Within each PP stage, UniAP employs an intra-layer parallel strategy. It utilizes a 2-way DP for the initial 12 hidden layers in each stage between GPUGroup0 and GPUGroup1. For the remaining four hidden layers, a 2-way FSDP is utilized between GPUGroup0 and GPUGroup1 to reduce memory footprint and meet memory constraints. Within each GPU group, UniAP employs a 2-way TP for each layer. In general, TP incurs more significant communication volumes than DP and FSDP. In order to achieve maximum training throughput on EnvB, it is necessary to implement parallel strategies that prioritize higher communication volumes within each group and lower volumes between groups. Therefore, the strategy for BERT-Huge with 32 hidden layers combines the best elements of PP, DP, TP, and FSDP to maximize training throughput.
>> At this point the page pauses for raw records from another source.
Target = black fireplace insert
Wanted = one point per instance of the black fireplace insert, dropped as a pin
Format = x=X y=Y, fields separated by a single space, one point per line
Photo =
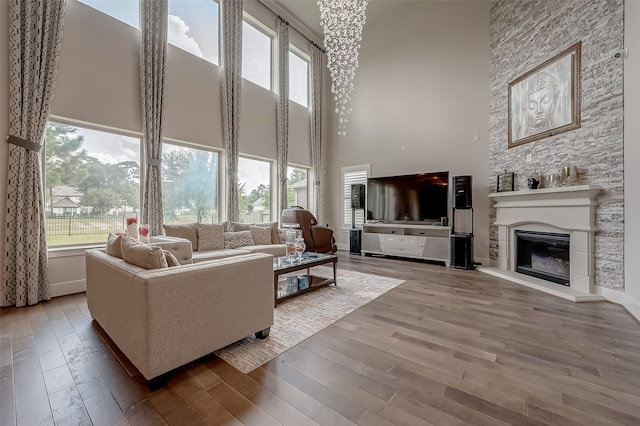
x=543 y=255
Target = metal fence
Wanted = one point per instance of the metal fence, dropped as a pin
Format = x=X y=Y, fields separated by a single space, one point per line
x=84 y=225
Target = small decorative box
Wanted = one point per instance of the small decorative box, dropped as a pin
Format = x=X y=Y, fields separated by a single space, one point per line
x=303 y=282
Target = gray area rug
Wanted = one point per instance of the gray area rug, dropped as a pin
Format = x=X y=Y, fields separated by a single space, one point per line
x=302 y=316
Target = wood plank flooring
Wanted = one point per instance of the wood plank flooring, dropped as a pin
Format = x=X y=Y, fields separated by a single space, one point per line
x=447 y=347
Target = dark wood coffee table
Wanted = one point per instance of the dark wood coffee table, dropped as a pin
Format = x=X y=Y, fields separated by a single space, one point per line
x=283 y=265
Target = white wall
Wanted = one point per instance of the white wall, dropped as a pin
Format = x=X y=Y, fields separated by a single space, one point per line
x=632 y=153
x=422 y=83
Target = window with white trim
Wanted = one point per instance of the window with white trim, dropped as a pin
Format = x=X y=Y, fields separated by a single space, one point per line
x=297 y=187
x=256 y=53
x=352 y=175
x=193 y=27
x=91 y=182
x=298 y=78
x=190 y=184
x=254 y=190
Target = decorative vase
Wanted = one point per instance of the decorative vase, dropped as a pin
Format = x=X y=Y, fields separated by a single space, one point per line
x=290 y=241
x=299 y=247
x=143 y=230
x=533 y=181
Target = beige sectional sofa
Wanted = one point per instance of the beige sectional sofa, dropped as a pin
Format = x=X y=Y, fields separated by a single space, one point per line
x=221 y=240
x=164 y=318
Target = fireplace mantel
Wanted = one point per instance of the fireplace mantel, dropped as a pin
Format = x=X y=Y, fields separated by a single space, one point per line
x=567 y=209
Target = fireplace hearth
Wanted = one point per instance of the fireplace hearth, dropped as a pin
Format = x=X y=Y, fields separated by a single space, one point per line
x=543 y=255
x=567 y=211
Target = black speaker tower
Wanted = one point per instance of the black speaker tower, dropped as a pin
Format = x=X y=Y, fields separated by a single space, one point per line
x=462 y=236
x=357 y=196
x=357 y=202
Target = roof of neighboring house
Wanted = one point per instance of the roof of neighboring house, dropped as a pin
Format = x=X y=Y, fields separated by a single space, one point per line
x=65 y=191
x=300 y=184
x=65 y=203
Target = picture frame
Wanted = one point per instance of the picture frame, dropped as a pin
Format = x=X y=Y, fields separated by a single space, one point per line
x=505 y=182
x=546 y=100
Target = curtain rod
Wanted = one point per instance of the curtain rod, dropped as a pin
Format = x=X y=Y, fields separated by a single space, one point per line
x=287 y=22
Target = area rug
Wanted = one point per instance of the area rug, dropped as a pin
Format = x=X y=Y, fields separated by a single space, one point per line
x=300 y=317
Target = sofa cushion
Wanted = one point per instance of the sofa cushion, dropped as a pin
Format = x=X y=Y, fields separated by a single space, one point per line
x=260 y=234
x=114 y=245
x=238 y=226
x=237 y=239
x=202 y=256
x=183 y=230
x=210 y=236
x=171 y=259
x=142 y=255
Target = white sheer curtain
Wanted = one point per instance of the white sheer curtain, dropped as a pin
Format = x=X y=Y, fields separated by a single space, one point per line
x=35 y=38
x=316 y=123
x=231 y=63
x=153 y=64
x=282 y=109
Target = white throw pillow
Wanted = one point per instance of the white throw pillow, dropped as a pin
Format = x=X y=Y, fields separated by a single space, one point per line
x=275 y=238
x=142 y=255
x=171 y=259
x=261 y=234
x=210 y=237
x=238 y=239
x=114 y=245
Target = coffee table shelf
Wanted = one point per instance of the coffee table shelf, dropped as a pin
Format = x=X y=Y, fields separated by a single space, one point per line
x=282 y=265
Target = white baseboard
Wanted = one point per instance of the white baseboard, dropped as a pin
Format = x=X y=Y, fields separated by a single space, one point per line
x=68 y=287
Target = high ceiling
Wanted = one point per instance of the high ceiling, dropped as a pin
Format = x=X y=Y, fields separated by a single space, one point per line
x=307 y=13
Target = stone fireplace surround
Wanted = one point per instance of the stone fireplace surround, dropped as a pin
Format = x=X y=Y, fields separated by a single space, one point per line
x=566 y=210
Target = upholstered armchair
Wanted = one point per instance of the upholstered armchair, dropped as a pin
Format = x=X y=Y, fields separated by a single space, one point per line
x=317 y=238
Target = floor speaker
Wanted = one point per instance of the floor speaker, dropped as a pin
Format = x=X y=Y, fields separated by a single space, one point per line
x=462 y=192
x=357 y=196
x=355 y=241
x=462 y=251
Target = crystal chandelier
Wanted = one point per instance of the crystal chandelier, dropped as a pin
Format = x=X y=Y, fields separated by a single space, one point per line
x=342 y=21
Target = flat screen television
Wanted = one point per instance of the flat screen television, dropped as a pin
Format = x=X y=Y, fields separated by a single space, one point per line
x=420 y=197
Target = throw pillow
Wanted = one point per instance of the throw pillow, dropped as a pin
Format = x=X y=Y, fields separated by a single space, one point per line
x=142 y=255
x=238 y=226
x=210 y=237
x=275 y=238
x=188 y=231
x=113 y=245
x=260 y=234
x=238 y=239
x=171 y=259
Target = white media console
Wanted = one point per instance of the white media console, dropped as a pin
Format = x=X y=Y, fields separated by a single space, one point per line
x=428 y=242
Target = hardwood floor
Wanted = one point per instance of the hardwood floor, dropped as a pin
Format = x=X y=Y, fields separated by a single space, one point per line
x=447 y=347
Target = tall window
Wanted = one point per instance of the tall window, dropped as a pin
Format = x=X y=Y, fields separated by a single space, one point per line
x=297 y=187
x=127 y=11
x=193 y=26
x=352 y=175
x=92 y=183
x=190 y=184
x=298 y=79
x=256 y=55
x=254 y=187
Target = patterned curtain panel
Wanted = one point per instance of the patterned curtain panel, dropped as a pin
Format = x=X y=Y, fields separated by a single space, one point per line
x=231 y=63
x=282 y=109
x=153 y=64
x=35 y=38
x=316 y=122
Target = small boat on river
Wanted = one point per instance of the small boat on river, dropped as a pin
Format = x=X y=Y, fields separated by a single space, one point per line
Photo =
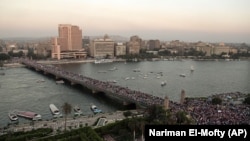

In addition, we have conducted calculations for the model FLOPs utilizatio (MFU) [4] for Galvatron, Alpa, and UniAP in this scenario to validate our analysis. MFU is independent of hardware, frameworks, or implementations. Therefore, it allows us to examine the performance of different parallel strategies solely from a strategic perspective. For BERT-Huge, the resulting MFUs for UniAP, Galvatron, and Alpa are 58.44%, 58.44%, and 55.10% on EnvA, while 23.6%, 13.7%, and 19.6% on EnvB, respectively. These results validate that UniAP’s optimization of inter- and intra-layer AP results in superior performance compared to Galvatron and Alpa.

Appendix H Limitation

UniAP is currently designed and tested on homogeneous clusters, but incorporating automatic parallelism for training deep models on heterogeneous clusters (e.g., a cluster equipped with both NVIDIA GPUs and DCUs) is another important research topic. Given that current parallel techniques primarily target homogeneous clusters with limited emphasis on heterogeneous clusters, we have chosen to leave this topic for future exploration.